Pas d'artifice, jamais ; du fond, du fond, rien que du fond. Et pourtant, c'est très bien fait, car bien évidemment, tout cela n'est qu'une illusion et il faut être un drôle de conteur pour parvenir à narrer, sans avoir l'air d'y toucher, un pan entier de l'histoire du monde rural italien, en pleine période fasciste de l'entre-deux guerres.

Le tour de force est là ; donner l'illusion que ça coule tout seul, que c'est évident, que c'est aisé comme le cours de la parole. Mais non, mes chers amis, rien n'est simple en ce bas monde, et c'est un fier travail que de faire croire qu'il n'y en a pas. J'y perçois en tout cas un bel hommage à ces habitants d'un monde qui n'existe plus, qu'il nous adresse, tel un legs.

Ainsi, l'auteur nous raconte Giacomo, un enfant né au pied des Alpes, tout au nord de la Vénétie, à deux pas des frontières autrichienne et yougoslave de l'époque. Ce petit bonhomme a dû naître en quelque chose comme 1920 et Rigoni Stern débute sa narration autour de 1928, pour nous la dérouler jusqu'en 1942, en pleine seconde guerre mondiale.

On se rend bien compte de ce que c'était que la vie dans ce rude milieu rural et montagnard, où la brûlante problématique, chaque jour, de savoir quoi manger le soir occupait pas mal les esprits. Lui, Giacomo, qui vit avec sa soeur aînée, sa mère et sa grand-mère, est un brave petit gars, pas mauvais à l'école, qui aide bien sa famille et qui n'a pas trop le temps de penser à faire des bêtises.

C'est lui l'homme de la famille, car son père, pauvreté et famine aidant, a été contraint d'émigrer pour un temps dans les mirifiques mines de Lorraine afin de faire, bien laborieusement, parvenir, de temps en temps, un petit pécule à la famille, lequel pécule se retrouve bien souvent englouti rien que pour régler les dettes et subvenir aux affaires courantes.

Car là-bas, chaque centime a son utilité ; on ne jette rien et on récupère tout, on use, on archi-use tout jusqu'à la corde car on ne sait pas quand on pourra s'en acheter un neuf. le système d doit souvent se mettre à l'ouvrage...

Oui, elle est bien dure cette vie, et les principales joies résident dans la beauté du cadre, la solidité de la famille et la cohésion des villageois du hameau, qui se serrent les coudes, car tous embarqués dans la même galère.

Le gros problème, ici bas, c'est l'emploi, vous comprenez, et finalement, pour améliorer moindrement le quotidien, la principale source de revenus et d'activité dans la région, c'est d'aller récupérer les métaux et la poudre des diverses munitions et obus tombés lors de la grande bataille avec les Autrichiens en 1917. le plomb, le fer, le cuivre, le laiton, chaque villageois récupérateur est devenu un expert en reconnaissance de type de munition, adeptes du recyclage avant l'heure. Ainsi, la poudre est savamment extraite pour être revendue aux chasseurs...

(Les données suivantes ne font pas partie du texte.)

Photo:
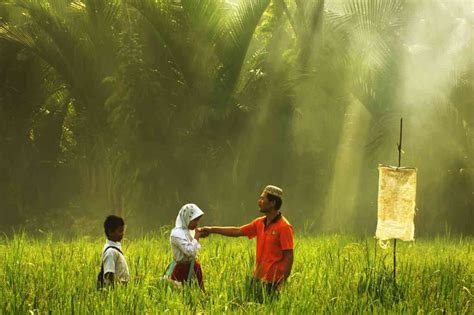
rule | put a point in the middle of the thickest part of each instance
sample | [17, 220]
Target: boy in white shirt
[114, 266]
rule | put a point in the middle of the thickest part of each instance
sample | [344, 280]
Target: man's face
[264, 204]
[117, 234]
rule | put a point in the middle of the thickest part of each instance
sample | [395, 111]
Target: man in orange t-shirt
[274, 234]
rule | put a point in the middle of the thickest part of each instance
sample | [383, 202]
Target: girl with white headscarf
[185, 245]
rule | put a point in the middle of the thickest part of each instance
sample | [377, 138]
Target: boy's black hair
[278, 201]
[112, 222]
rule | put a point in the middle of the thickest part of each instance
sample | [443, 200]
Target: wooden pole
[395, 240]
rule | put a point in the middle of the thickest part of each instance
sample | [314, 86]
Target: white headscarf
[187, 213]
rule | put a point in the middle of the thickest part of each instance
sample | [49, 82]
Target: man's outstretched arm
[223, 230]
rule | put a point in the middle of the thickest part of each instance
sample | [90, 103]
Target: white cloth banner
[396, 203]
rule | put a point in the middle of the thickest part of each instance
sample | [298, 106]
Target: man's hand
[201, 232]
[223, 230]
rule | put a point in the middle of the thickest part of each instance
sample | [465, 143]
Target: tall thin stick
[395, 240]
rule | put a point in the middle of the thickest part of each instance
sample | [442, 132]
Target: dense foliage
[138, 106]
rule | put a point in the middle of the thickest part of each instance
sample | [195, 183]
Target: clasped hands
[202, 232]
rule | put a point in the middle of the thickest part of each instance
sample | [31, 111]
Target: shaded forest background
[136, 107]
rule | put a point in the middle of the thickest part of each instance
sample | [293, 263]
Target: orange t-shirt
[272, 240]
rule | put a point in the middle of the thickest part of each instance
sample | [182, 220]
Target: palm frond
[235, 41]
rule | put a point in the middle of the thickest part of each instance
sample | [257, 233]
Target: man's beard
[263, 210]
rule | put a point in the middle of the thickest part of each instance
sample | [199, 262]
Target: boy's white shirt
[115, 262]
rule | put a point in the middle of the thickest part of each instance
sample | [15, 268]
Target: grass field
[331, 274]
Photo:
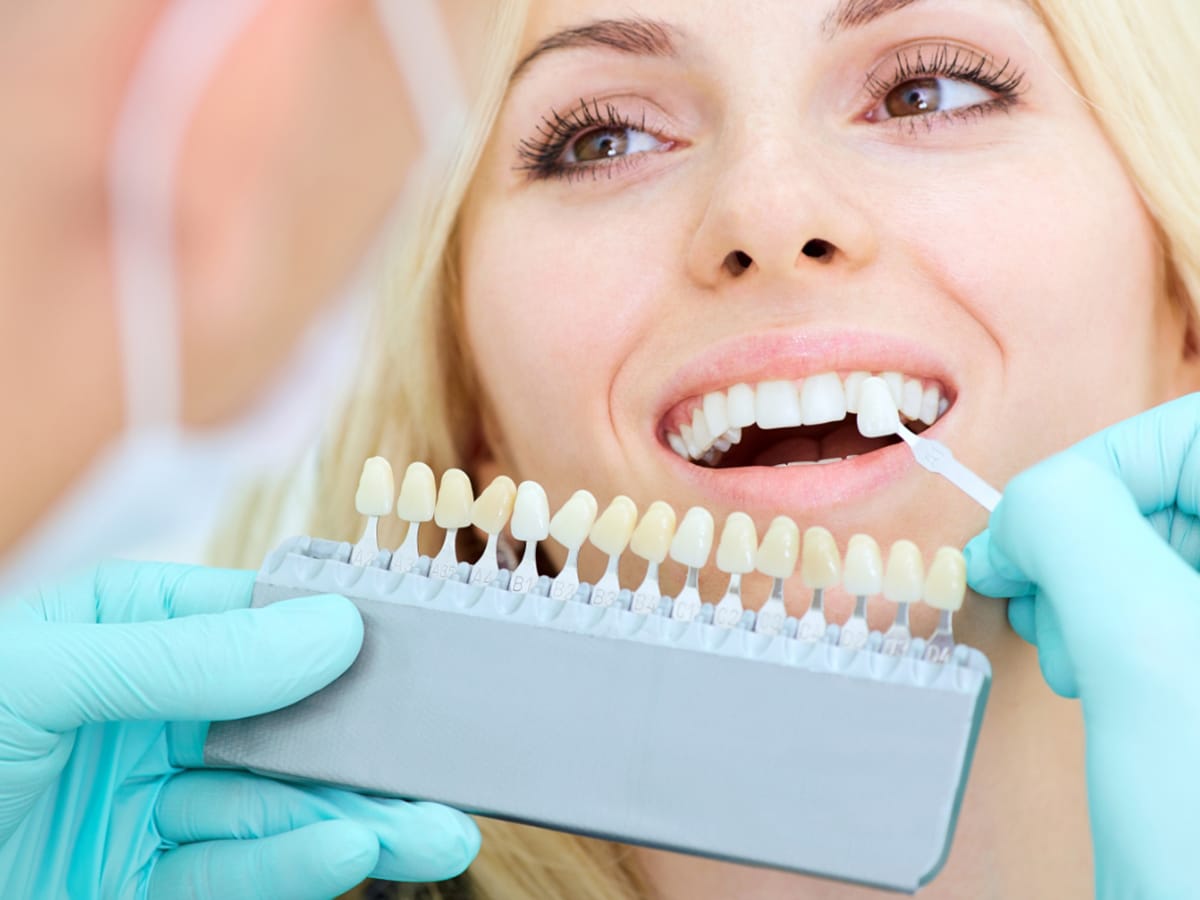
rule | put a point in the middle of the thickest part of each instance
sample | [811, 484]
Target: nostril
[817, 250]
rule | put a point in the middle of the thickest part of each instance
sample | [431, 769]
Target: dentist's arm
[1098, 549]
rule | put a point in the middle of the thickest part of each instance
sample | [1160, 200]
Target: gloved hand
[1098, 549]
[107, 684]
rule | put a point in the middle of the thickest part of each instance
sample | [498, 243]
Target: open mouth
[809, 421]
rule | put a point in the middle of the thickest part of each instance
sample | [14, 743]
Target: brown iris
[915, 97]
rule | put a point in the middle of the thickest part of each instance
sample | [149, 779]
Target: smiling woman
[682, 234]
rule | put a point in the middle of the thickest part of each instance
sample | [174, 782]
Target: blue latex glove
[100, 718]
[1098, 549]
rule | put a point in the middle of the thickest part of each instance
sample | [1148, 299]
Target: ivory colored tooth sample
[863, 570]
[571, 523]
[738, 550]
[820, 561]
[531, 513]
[652, 538]
[615, 527]
[904, 580]
[780, 549]
[947, 581]
[492, 508]
[455, 501]
[694, 539]
[877, 414]
[418, 493]
[377, 489]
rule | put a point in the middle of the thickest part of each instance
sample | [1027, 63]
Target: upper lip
[796, 354]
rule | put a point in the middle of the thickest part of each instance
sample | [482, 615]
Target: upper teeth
[718, 420]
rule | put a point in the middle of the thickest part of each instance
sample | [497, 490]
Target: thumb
[201, 667]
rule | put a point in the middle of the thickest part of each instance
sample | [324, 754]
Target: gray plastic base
[724, 743]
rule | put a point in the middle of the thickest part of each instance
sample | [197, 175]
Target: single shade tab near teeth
[531, 523]
[820, 570]
[415, 504]
[611, 534]
[863, 577]
[377, 489]
[777, 557]
[652, 543]
[490, 514]
[451, 513]
[570, 527]
[691, 545]
[736, 556]
[904, 582]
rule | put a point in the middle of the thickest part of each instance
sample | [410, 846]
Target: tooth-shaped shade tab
[863, 571]
[652, 538]
[418, 493]
[905, 577]
[495, 505]
[820, 562]
[694, 539]
[571, 523]
[377, 489]
[947, 581]
[877, 414]
[612, 531]
[780, 549]
[531, 513]
[455, 499]
[738, 550]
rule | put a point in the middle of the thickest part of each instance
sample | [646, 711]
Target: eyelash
[541, 156]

Mais vous vous doutez bien qu'une telle activité n'est pas tout à fait dénuée de risques. Nombreux sont ceux qui ont perdu un bras, un oeil, ou mieux encore, je vous laisse imaginer. La guerre est finie depuis dix ans, quinze ans, mais elle continue encore à tuer...

Sans compter que notre grand ami Benito Mussolini instaure un grand régime de grande tolérance et qu'il fait grand bonheur à ne pas partager ses idées. La délation va bon train et il faut se méfier de chacune de ses propres paroles qui peuvent constituer un chef d'accusation.

Les ruines de la première guerre mondiale, la mise en place du fascisme dans toute sa splendeur et la crise économique, trois bonnes raisons d'avoir le moral en berne dans cette Italie-là. Pas facile de se construire ni de trouver sa place pour le petit Giacomo, qui peu à peu devient un homme, saison après saison, chacune ayant ses bonheurs et ses difficultés propres.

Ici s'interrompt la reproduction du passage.